The Electronic Privacy Information Center and Center for Digital Democracy both based in Washington D.C. filed a joint complaint with the Federal Trade Commission seeking review of Facebook’s proposed $19 billion acquisition of messaging service WhatsApp until there is a clearer understanding of how the company aspires to use the personal data of WhatsApp's 450 million users who exchange private messages through the service.
The complaint asks the Federal Trade Commission to specifically investigate Facebook’s ability to access WhatsApp's store of user mobile phone numbers and metadata. And if the deal is through, EPIC further asks that the regulators order Facebook to safeguard WhatsApp users’ information from access by Facebook’s data collection methods.
Facebook, the world's No.1 social network with 1.2 billion users had insisted in the wake of the deal that WhatsApp will operate as a separate entity, but industry experts point out that the company’s business model relies on targeting members with advertisements based on their age, gender and their online activity. The complaint further states that Facebook in the past has gathered data from Instagram, a photo-sharing service it acquired in 2012.

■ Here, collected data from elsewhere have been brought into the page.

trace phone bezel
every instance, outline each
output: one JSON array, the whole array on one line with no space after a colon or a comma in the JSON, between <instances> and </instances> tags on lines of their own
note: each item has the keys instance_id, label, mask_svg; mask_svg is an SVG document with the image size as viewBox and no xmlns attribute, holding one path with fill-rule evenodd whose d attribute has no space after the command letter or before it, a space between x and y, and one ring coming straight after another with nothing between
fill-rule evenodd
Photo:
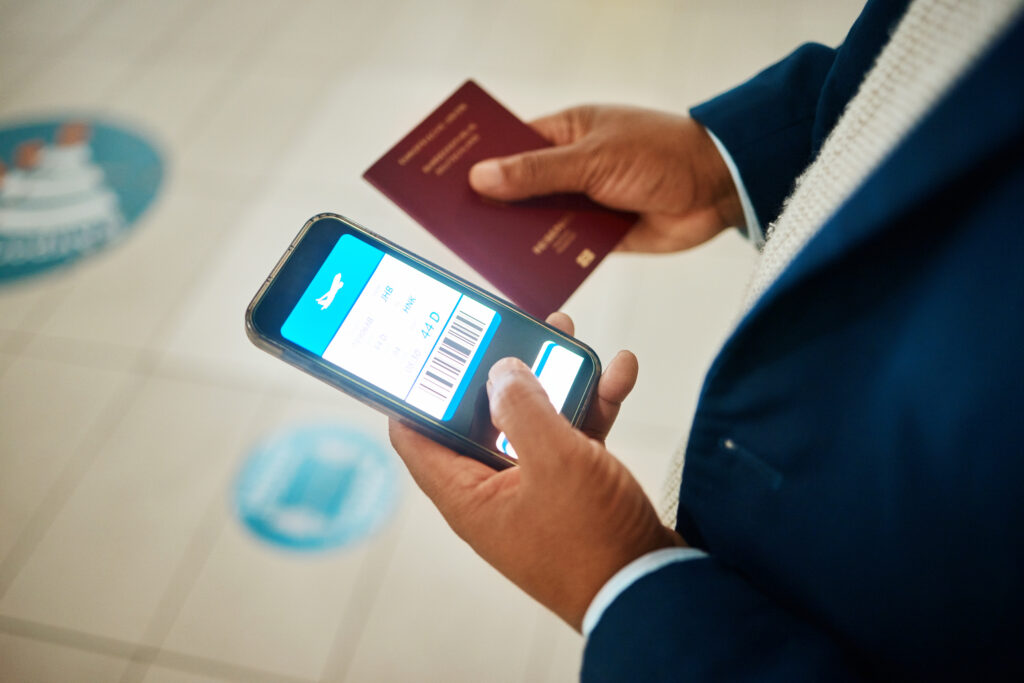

The practices are deceptive, the groups allege, because users sign on to social networks with the hope that privacy policies won’t change. Privacy was one of WhatsApp’s biggest selling points, which doesn’t place ads in its app and doesn’t store user data for advertising purposes.
However, the privacy groups in their complaint say there's no guarantee that that commitment will hold true once the service becomes part of Facebook.
The technology industry was taken by surprise last month when Facebook announced its intention to buy the five-year old WhatsApp for $19 billion in cash and stock. While WhatsApp does not collect user names, emails and other contact information, it charges some of its users a $1 annual fee to use the service. Founded in 2009, WhatsApp’s worldwide user base has expanded faster than any other social media or Internet firm. It has now over taken Twitter, Instagram and Skype, and more than 70 percent of its users use the nearly free messaging app several times in a day.
The Electronic Privacy Information Center’s previous complaints have resulted in Federal Trade Commission actions against Google’s acquisition of the ad service Doubleclick, Microsoft Passport, and also changes to Facebook’s privacy policies.
The deal might also undergo scrutiny by regulators in Europe, where WhatsApp is already popular. Last year, the company ran into trouble with Dutch and Canadian officials saying WhatsApp breached foreign privacy laws by requiring users to disclose their contacts' mobile phone numbers.